When Canadians head online, many people know that there are things that they should and should not do. For instance, if their antivirus programs warn them that a website is not authorized or contains questionable material, common sense would tell them not to continue on.
However, cyber criminals are getting smarter and craftier each day. Though a number of Canadians know that purchasing antivirus software, using unique passwords on their networks and on various accounts and other evasive actions are often successful in thwarting hackers, they should also be aware of all of the new scams and viruses that are going around the Internet so they can be fully prepared.
Staying safe on the Internet is paramount. Since the Canadian Internet Registration Authority revealed that more than 27.5 million Canadians go online regularly, this is more true now than ever before. If users are equipped with the knowledge they need to thwart cyber criminals, the Internet can remain a safe and useful place for everyone.
Since Spring 2013, a number of Canadians surfing online have signed onto their computers only to be surprised when a popup ad appears. The messages, seemingly from the Royal Canadian Mounted Police (RCMP), look to be legitimate and ask the user to pay a $100 fine to have their computer unlocked. CBC News said that the communication comes after a website with a virus is clicked on, launching a slew of distasteful images to fill the screen.
However, this request doesn't hail from the RCMP, the source pointed out, and is an advanced way for hackers to swindle money from victims. When this happens, the news outlet suggested that Canadians have a local computer technician clean the drive and remove the virus, because despite payment, the popups will not cease.
Recently in Lake Louise, Alberta, there have been instances of something like this affecting citizens. In late August, Global News reported that some consumers, when simply browsing the Internet, will find that their computer freezes and a large RCMP logo pops up with a request to be paid $150 for it to be unlocked, because a Canadian law was violated.
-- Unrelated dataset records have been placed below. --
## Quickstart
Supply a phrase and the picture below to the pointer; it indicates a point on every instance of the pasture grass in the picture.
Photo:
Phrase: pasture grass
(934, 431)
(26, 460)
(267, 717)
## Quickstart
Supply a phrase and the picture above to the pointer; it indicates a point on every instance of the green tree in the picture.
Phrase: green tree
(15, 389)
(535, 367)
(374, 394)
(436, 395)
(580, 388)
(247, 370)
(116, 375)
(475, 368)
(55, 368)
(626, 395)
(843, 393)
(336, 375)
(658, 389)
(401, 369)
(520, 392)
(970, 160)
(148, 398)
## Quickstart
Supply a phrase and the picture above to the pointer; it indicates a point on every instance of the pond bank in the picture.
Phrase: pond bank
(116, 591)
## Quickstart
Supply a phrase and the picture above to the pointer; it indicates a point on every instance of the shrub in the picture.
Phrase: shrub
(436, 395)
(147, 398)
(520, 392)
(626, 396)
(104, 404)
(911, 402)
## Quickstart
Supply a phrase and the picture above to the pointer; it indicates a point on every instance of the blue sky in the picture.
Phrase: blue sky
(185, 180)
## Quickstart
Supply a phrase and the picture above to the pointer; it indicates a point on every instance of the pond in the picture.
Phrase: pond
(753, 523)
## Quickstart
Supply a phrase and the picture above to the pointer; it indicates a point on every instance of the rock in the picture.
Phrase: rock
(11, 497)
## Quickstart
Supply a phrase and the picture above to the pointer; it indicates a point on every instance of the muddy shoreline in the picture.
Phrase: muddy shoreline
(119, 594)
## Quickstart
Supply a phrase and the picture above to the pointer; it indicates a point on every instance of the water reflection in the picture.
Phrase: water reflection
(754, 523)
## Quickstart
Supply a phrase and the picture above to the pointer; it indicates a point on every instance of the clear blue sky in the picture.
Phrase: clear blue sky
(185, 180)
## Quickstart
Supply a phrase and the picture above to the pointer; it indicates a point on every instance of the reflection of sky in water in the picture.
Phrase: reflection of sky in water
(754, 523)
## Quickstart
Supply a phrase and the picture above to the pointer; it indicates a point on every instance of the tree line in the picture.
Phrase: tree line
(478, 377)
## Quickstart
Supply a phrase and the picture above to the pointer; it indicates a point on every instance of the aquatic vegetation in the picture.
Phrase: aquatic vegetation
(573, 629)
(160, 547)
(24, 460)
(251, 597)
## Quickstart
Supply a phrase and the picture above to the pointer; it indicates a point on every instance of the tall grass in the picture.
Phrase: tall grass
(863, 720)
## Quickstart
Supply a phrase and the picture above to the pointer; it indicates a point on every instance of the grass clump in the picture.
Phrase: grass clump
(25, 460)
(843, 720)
This is particularly cornering, the news source explained, because the police force cannot figure out which websites are disseminating the virus in the first place. This means that consumers can't be warned ahead of time not to visit certain pages.
The best thing area residents can do now is to just stick to the legitimate sites they know and immediately contact authorities and their Internet service provider if any questionable popups or requests emerge.
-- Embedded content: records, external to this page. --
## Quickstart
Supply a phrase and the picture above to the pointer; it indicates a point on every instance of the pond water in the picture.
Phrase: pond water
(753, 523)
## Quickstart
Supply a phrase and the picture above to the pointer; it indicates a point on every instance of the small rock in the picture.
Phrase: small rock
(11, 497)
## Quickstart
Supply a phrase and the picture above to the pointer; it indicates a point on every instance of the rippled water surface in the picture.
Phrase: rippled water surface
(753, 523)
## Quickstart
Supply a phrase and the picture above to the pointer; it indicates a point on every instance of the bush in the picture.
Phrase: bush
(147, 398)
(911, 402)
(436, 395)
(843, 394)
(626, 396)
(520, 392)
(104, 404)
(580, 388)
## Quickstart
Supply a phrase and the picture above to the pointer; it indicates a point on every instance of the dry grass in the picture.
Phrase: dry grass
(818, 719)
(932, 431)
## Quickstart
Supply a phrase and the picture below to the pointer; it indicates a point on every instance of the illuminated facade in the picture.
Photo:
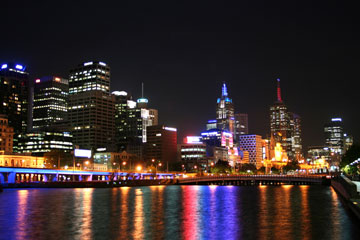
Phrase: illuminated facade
(296, 140)
(91, 107)
(50, 102)
(253, 144)
(6, 135)
(161, 144)
(225, 119)
(285, 127)
(216, 138)
(131, 121)
(334, 136)
(16, 160)
(42, 142)
(211, 124)
(193, 153)
(14, 98)
(241, 124)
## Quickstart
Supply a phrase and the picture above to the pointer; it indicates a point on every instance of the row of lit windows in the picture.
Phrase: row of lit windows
(193, 150)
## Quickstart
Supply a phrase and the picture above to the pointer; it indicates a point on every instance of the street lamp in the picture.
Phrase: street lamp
(124, 164)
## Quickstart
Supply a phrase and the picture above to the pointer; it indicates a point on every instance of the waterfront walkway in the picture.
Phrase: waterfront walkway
(357, 185)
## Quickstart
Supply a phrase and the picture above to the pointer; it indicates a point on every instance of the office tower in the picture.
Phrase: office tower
(253, 144)
(122, 103)
(45, 141)
(14, 88)
(161, 144)
(91, 108)
(154, 116)
(211, 124)
(6, 135)
(193, 153)
(131, 120)
(241, 124)
(334, 136)
(280, 125)
(225, 112)
(348, 142)
(296, 141)
(50, 102)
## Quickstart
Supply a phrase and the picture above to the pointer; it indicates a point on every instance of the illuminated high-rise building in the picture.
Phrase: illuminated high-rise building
(50, 102)
(50, 130)
(131, 121)
(6, 135)
(334, 136)
(91, 107)
(241, 124)
(296, 140)
(253, 144)
(282, 126)
(14, 98)
(225, 119)
(161, 145)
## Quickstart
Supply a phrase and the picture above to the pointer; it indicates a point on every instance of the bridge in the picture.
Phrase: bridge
(248, 180)
(42, 175)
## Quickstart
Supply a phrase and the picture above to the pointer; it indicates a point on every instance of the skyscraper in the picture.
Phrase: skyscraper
(51, 131)
(6, 135)
(334, 136)
(296, 140)
(225, 112)
(14, 98)
(91, 107)
(161, 144)
(50, 102)
(241, 124)
(285, 127)
(253, 144)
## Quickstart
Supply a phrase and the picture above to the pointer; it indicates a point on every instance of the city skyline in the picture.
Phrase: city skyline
(247, 50)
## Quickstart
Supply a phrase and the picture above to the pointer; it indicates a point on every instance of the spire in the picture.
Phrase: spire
(279, 90)
(224, 90)
(142, 90)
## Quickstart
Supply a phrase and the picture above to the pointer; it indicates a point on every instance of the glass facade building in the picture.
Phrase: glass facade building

Another CBC article reported that other Canadians are being fooled after they sell items on websites like Kijiji or eBay. Winnipeg Police Service Sergeant Kenneth Molloy told the news source that an alleged buyer will send the seller a cheque made out for more than the piece is being sold for. So when the seller contacts the person, they ask for the excess funds to be wired to them. This then exposes the victim's bank account information, and the scam can result in massive financial losses.